Vlad, Prince of Transylvania, was sent to fight in the Turkish army as a boy, along with many others his age, by his father to appease the Sultan. In time, Vlad became a fierce warrior who impaled Turkey’s enemies he won over during battle. Thus, he was dubbed the Impaler. For his service, when it became time, Vlad became the monarch of Transylvania under the rule of the Sultan. The practice of sending Transylvanian boys to serve in the Turkish forces had then ended. Or so Vlad had believed. The new Sultan, Mehmed (Dominic Cooper, Captain America: The First Avenger), the son of the previous man to hold that title, changed that deal. This time, he doesn’t just want one thousand boys, he wants Vlad’s son, Ingeras (Art Parkinson, Game of Thrones) as well. After violently refusing this order, Vlad must come up with a way to defend Transylvania from Mehmed’s armies.
He decides to go to extremes by going to a cave that holds the Master Vampire (Charles Dance, Alien³). There he finds the creature accommodating to his wants. It agrees to help Vlad since there’s a good chance what it grants him could set the vampire free from his prison. By drinking the vampire’s blood Vlad will, for three days, have the monster’s powers, from great strength all the way to its power of transformation. But, during this time, if Vlad drinks blood–which he will have an insatiable thirst for–he will be doomed to become a vampire himself. It will then set the Master Vampire free and Vlad would become its slave if need be. The plan becomes rather effective. But at what costs?

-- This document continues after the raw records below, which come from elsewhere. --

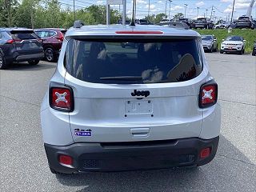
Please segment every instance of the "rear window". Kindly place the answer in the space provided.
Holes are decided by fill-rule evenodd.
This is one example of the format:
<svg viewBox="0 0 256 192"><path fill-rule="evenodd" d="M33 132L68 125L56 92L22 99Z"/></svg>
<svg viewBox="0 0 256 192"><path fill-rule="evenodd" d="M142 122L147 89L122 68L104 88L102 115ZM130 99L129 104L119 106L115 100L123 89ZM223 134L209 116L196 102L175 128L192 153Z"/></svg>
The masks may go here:
<svg viewBox="0 0 256 192"><path fill-rule="evenodd" d="M33 30L12 30L10 31L14 39L37 39L38 36Z"/></svg>
<svg viewBox="0 0 256 192"><path fill-rule="evenodd" d="M76 78L108 84L183 82L202 70L197 39L79 40L68 42L65 66Z"/></svg>
<svg viewBox="0 0 256 192"><path fill-rule="evenodd" d="M226 38L226 41L242 41L242 38L239 36L230 36Z"/></svg>

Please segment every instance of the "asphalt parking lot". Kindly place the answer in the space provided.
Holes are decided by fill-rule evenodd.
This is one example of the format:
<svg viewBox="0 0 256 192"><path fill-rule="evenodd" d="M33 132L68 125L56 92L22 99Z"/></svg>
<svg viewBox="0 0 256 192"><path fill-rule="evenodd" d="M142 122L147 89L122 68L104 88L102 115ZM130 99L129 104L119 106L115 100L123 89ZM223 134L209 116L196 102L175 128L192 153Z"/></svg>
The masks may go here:
<svg viewBox="0 0 256 192"><path fill-rule="evenodd" d="M217 156L198 169L54 175L39 109L56 63L0 70L0 191L256 191L256 58L206 54L219 86Z"/></svg>

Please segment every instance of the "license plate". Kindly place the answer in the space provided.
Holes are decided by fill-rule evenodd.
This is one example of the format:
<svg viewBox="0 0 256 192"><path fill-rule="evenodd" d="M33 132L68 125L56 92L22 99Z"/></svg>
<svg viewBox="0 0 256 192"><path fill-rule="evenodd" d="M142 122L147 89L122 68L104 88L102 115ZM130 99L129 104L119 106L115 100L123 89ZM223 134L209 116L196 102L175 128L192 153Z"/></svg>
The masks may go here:
<svg viewBox="0 0 256 192"><path fill-rule="evenodd" d="M126 114L152 114L152 101L126 101Z"/></svg>

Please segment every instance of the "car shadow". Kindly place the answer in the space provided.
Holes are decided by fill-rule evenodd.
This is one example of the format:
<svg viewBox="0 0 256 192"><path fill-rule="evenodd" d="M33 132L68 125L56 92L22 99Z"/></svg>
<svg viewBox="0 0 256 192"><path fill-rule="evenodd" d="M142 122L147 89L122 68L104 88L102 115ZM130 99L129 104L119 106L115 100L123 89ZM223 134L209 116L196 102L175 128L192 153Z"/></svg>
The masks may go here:
<svg viewBox="0 0 256 192"><path fill-rule="evenodd" d="M55 62L42 62L38 65L30 65L27 62L19 62L10 64L6 70L24 70L24 71L37 71L42 70L48 70L56 68L57 64Z"/></svg>
<svg viewBox="0 0 256 192"><path fill-rule="evenodd" d="M238 155L239 159L229 158L232 154ZM253 185L254 169L255 165L221 135L215 158L202 167L57 174L56 178L64 186L77 186L77 192L239 191L253 187L248 183Z"/></svg>

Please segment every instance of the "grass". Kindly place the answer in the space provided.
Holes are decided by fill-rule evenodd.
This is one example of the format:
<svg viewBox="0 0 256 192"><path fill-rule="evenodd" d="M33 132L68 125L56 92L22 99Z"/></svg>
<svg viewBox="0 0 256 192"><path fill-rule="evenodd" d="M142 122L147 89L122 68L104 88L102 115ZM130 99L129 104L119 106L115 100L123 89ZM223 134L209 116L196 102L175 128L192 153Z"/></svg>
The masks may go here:
<svg viewBox="0 0 256 192"><path fill-rule="evenodd" d="M254 47L254 42L256 41L256 30L233 29L229 34L227 30L196 30L200 34L214 34L218 39L218 47L223 38L229 35L240 35L246 40L246 52L251 53Z"/></svg>

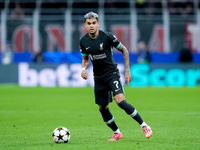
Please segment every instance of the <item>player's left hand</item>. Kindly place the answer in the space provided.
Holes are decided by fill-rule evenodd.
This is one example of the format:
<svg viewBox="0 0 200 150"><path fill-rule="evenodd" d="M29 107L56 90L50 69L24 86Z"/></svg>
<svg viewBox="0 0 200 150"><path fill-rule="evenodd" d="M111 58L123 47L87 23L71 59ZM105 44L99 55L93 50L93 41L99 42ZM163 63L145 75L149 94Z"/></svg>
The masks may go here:
<svg viewBox="0 0 200 150"><path fill-rule="evenodd" d="M125 83L127 83L129 85L129 83L131 82L131 73L129 69L125 70Z"/></svg>

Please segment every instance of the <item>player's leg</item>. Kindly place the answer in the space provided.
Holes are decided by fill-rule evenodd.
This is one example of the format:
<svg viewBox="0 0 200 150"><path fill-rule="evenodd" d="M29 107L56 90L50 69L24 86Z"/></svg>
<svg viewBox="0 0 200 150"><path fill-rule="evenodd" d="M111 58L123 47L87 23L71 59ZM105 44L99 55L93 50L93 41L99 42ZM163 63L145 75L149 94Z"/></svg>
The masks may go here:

I sat in the movie theater giddy pretty early on during most of this movie. Even though it has contemporary trappings this film still has a very overwhelming classical feel to it. Strip away all the modern frills and scale it down to size it would play much like a Hammer Studios production. Not like that studio’s Dracula films though. Their version was a monster right away. This film, as we all know, is an origin story. A man who was a monster on the battlefield who wants to change into the family man he now sees himself as. And the being forced to become an even worse sort of monster to save his family. It’s a great old-fashioned melodramatic horror story.
Luke Evans (from The Hobbit films) plays this conflicted character very well. I know he can play a monster well having seen him in Ryûhei Kitamura’s No One Lives. So, if the character develops like he should in this series I know he’s up for that challenge. The other four leads—Dance, Cooper, Parkinson, and Sarah Gadon (Cosmopolis), who plays Vlad wife, are all good in their respective parts. Sadly, the supporting cast isn’t really given much character. They come out as most background scenery. I’m not blaming the actors. This just seems to be a problem from the writing, most of which is just fine.
The art direction is wonderful. It’s well photographed. Some of the CGI isn’t great. But for the most part the effects are pretty good. The score could’ve been better. At least, it never got annoying.
There ended up being one problem that struck down the rating I’m giving this film from 4.5 stars to 3.5. I didn’t like the last little bit that sees Vlad in modern times. It was rather jarring and I’m disappointed that the next film won’t be period piece.
But, overall, I think if Universal keeps things this well done, I’m going to like their return to their classic monsters.